AQUA TEEN HUNGER FORCE COLON MOVIE FILM FOR THEATERS is, well, impossible to explain to someone who hasn’t seen the TV show. If you’ve seen the show and you like the show, you’ll like the movie because they figured out a way to make the weirdest, most random show on television even weirder and more random. If you don’t like the TV show, or have never seen the TV show, this isn’t the place to start.
Basically, the movie sums up the entire series of AQUA TEEN HUNGER FORCE in one fell swoop. It has moments where you’ll nearly lose control of your bowels because of the hilarity, it has moments where the jokes fall as flat as the 2D Mooninites, and it has moments where it is just plain weird on toast. Sometimes, it can be all three at once.
Your average episode of ATHF, as the kids call it, is basically a bunch or random stuff happening for 11 minutes or so. There’s usually some sort of paper-thin plot, but basically the show is an exercise in Dadaism for the 21st Century. Weird for the sake of weird, it’s a show about three food products (Fryloc, Master Shake, and Meatwad) who have adventures, foil alien plots, and make life miserable for their neighbor Carl, who don’t need no instructions to know how to rock.
I don’t know why I’m explaining the basis of the show; if you’ve read this far, you’re already familiar with it.

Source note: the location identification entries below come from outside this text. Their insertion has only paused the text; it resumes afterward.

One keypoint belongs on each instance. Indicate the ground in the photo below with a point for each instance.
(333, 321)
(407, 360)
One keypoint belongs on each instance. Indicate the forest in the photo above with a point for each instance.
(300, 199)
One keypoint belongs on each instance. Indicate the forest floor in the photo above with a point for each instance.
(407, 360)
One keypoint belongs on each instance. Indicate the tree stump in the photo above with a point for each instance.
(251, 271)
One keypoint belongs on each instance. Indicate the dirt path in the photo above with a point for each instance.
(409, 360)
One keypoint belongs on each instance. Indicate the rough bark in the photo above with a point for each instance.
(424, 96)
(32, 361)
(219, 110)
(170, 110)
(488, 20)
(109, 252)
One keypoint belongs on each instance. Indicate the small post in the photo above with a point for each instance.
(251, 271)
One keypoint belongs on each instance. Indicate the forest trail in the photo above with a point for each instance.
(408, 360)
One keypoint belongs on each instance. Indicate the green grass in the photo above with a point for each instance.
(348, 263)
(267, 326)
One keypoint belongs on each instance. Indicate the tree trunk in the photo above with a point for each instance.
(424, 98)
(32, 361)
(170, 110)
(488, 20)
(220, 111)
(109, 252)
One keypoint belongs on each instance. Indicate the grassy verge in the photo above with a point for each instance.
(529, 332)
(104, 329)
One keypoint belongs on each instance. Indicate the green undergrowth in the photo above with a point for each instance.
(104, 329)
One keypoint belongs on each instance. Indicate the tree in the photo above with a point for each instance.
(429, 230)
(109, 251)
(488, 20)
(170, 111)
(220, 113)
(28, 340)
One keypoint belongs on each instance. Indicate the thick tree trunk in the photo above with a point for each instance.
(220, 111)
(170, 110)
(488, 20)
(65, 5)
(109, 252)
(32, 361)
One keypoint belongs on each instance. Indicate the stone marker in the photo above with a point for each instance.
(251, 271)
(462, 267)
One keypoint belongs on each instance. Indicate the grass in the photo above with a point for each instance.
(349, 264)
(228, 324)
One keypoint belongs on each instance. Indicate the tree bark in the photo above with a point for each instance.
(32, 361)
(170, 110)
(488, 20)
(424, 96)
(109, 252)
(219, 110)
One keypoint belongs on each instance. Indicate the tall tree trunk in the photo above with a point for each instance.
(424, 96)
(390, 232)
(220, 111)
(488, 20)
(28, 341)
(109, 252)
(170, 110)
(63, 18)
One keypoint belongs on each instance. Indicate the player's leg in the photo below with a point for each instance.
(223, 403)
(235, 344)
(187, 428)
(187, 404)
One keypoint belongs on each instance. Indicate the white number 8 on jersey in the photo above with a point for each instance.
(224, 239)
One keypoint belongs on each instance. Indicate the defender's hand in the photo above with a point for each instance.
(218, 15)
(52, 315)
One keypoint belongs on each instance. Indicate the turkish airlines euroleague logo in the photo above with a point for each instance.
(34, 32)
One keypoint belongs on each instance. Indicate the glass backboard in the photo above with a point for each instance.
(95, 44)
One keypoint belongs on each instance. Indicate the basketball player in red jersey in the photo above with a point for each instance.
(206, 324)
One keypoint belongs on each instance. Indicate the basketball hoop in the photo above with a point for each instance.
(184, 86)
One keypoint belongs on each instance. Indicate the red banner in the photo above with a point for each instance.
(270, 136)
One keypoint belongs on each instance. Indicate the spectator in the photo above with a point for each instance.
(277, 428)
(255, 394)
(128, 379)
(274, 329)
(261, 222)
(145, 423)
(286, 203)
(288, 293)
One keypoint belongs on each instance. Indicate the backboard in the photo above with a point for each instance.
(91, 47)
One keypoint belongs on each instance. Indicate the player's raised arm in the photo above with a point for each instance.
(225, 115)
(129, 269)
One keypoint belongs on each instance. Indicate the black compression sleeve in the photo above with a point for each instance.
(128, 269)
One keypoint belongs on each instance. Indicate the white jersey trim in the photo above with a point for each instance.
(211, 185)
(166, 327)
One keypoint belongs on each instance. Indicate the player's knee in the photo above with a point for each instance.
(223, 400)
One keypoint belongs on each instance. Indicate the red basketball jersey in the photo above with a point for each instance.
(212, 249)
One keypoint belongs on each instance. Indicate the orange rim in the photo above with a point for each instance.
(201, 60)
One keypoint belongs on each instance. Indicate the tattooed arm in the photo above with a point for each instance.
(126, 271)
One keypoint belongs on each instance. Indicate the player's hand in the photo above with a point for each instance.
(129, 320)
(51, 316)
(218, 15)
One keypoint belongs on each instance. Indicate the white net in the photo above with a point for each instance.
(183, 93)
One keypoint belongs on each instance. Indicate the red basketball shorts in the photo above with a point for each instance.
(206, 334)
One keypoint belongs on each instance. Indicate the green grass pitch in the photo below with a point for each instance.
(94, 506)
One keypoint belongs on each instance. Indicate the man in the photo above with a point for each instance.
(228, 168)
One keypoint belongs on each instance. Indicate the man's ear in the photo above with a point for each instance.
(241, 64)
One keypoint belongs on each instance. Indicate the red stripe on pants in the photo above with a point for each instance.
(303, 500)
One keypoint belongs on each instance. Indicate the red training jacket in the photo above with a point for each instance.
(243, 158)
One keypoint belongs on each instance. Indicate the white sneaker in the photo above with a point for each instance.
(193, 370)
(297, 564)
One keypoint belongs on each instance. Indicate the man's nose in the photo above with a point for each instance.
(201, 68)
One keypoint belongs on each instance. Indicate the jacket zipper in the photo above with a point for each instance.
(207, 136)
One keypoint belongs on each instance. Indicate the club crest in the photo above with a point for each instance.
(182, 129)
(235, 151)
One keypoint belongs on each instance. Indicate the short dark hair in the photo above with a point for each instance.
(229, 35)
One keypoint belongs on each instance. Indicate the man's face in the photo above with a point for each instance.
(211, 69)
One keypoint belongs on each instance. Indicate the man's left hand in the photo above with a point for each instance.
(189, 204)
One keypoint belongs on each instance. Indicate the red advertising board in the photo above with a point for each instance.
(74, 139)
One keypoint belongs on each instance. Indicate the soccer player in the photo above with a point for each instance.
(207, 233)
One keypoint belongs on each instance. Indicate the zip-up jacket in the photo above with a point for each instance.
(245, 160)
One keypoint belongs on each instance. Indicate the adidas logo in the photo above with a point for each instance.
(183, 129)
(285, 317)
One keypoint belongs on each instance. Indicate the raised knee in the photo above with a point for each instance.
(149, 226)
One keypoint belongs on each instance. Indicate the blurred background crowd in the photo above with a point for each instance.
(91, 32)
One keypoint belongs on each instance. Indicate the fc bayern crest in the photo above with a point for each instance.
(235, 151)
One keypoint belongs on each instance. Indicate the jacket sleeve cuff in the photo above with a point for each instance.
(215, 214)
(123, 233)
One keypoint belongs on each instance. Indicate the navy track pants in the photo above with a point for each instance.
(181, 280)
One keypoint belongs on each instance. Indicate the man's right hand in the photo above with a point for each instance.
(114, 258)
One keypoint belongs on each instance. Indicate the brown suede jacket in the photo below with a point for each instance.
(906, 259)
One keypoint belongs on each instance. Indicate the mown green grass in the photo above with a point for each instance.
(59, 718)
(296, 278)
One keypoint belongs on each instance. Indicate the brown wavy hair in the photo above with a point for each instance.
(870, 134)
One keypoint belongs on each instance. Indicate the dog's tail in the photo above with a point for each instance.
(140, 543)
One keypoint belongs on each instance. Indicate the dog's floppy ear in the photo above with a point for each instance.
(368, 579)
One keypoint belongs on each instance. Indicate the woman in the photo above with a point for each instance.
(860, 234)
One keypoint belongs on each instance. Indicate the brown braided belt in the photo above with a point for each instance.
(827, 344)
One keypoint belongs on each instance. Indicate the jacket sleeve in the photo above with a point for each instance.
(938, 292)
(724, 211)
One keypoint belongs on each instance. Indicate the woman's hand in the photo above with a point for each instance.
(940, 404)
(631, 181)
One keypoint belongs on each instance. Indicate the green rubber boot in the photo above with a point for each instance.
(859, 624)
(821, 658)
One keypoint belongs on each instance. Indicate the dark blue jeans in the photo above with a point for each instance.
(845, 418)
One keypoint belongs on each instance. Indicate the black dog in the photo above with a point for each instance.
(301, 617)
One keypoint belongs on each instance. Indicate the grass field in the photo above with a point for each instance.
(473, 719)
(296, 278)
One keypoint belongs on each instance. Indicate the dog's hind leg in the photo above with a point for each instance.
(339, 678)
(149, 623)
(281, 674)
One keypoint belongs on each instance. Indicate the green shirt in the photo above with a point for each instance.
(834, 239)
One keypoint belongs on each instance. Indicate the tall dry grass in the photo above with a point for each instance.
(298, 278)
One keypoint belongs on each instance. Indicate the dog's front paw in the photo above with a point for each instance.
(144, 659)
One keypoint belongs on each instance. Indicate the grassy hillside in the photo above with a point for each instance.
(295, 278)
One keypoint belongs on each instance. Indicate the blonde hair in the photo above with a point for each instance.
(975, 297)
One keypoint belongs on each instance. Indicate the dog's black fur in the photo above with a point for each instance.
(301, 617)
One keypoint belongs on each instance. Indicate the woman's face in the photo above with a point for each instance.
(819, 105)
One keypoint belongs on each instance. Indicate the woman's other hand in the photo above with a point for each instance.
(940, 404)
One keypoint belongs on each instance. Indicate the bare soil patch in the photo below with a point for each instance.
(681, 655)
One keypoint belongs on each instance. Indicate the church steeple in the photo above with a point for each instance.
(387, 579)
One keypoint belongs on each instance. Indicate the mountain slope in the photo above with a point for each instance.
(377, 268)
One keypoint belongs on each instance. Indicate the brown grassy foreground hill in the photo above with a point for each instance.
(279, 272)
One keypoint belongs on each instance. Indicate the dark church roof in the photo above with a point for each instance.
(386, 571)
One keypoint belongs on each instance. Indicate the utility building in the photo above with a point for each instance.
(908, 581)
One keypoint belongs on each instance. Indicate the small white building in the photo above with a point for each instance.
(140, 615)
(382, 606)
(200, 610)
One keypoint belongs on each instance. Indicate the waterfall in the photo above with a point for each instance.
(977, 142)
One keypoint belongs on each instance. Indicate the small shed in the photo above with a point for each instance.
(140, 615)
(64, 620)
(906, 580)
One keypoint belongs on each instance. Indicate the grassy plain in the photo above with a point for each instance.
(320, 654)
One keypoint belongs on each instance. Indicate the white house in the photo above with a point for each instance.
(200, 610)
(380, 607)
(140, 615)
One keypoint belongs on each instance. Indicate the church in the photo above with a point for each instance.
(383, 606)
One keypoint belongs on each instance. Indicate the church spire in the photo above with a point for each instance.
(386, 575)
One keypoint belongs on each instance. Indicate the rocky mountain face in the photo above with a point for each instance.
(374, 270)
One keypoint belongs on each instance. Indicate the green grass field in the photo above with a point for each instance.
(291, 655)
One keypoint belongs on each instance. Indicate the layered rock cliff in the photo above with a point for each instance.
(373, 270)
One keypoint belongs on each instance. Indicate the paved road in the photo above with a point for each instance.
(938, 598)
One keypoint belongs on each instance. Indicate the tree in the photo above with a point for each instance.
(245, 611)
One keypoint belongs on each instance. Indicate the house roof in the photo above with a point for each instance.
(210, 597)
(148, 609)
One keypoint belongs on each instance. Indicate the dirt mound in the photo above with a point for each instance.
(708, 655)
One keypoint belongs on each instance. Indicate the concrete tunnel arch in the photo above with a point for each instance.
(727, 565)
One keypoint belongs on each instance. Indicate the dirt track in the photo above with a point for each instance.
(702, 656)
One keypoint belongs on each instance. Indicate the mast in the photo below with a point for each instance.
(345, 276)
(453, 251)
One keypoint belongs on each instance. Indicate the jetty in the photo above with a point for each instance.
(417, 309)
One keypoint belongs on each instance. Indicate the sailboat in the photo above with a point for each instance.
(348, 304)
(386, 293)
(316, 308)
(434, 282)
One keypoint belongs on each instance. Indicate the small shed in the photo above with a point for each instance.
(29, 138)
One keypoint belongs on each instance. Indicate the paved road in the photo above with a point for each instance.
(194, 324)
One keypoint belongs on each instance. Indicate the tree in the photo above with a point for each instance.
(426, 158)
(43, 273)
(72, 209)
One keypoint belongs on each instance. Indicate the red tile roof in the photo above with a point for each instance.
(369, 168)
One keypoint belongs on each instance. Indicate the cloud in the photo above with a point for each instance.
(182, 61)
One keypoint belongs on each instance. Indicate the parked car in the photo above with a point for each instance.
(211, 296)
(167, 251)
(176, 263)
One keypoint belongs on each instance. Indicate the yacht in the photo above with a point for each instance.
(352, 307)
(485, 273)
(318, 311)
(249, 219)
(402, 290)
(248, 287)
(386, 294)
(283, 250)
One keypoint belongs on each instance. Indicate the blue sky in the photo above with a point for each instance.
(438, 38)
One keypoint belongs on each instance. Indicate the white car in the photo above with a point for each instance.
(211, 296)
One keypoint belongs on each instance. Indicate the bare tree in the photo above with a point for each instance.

Basically, the ATHF movie is an origin story for our heroes, with a chance to bring back everyone’s favorite recurring villains (though villain isn’t the proper term, since these ‘bad guys’ are more obnoxious than malevolent). The Mooninites (Ignignokt and Err, favorite of potheads everywhere) show up; the Plutonians (Emory and Oglethorpe, named after two universities in the Atlanta area) and The Cybernetic Ghost of Christmas Past from the Future figure heavily into the plot, and there’s even a Willie Nelson (the character, not the country singer) cameo.
When they’re not trying to figure out who made them and why, the Aqua Teens have to try and stop Carl’s Insanoflex exercise machine/giant killer robot from wrecking downtown (echoing the plot of the pilot episode in a nice throwback to the show’s humble beginnings and the falsified premise that launched Adult Swim’s biggest breadwinner).
And none of that makes any sense to anyone who hasn’t seen the entire run of the show, but whatever!
This is the ultimate in fan service, as much as a reward for long-time viewers as it is an actual movie, making it more like Kevin Smith’s JAY AND SILENT BOB STRIKE BACK than, say, CLERKS. If you’re not a fan, you won’t even notice this movie’s undoubtedly brief box office run. If you’re a fan, you’ve probably already seen it by now.